If the element of prophecy throughout the story in any way constitutes an element of strangeness, if it situates the story in a liminal zone where we're not quite sure of the subjunctivity level -- "could have happened" or "could not have happened" -- this ending solidly positions the story in a realistic idiom. It spurns all the desire-born delusions of the fantasy story as a story-of-fantasy. It drags us back to, and abandons us in, a reality barren of mythic patterns and magical empowerments of the disempowered, the reality of social politics, cruelty and empathy, played out on an entirely domestic level.
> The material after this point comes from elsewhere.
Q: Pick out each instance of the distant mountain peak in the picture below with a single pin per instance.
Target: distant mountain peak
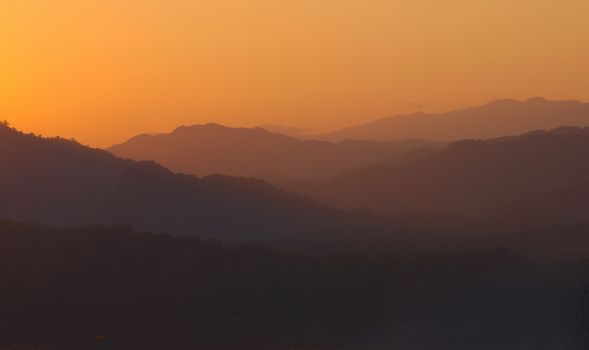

Is this a "fantasy" narrative, then, or is it simply a "realist" narrative played out against an exotic backdrop, one that might as easily be an elsewhen or elsewhere of our own world as any invented secondary world? Ultimately, that question is, I think, a tangential taxonomic issue, the degree to which the fiction can be labelled strange in direct proportion to the degree of strangeness within the text. In this story that strangeness is slight, a single breach of the subjunctivity level that we are, in fact, quite capable of reading as not a breach at all. In terms of publication though, even to play with strangeness in this way is sufficient to render the story publishable within a market like Lone Star Stories -- which says much for the range and diversity of the field. And in terms of critique, it is also sufficient to make the story of interest as an example of where and how fiction becomes strange, or where and how it might border on strangeness, why it might ultimately refuse to cross over.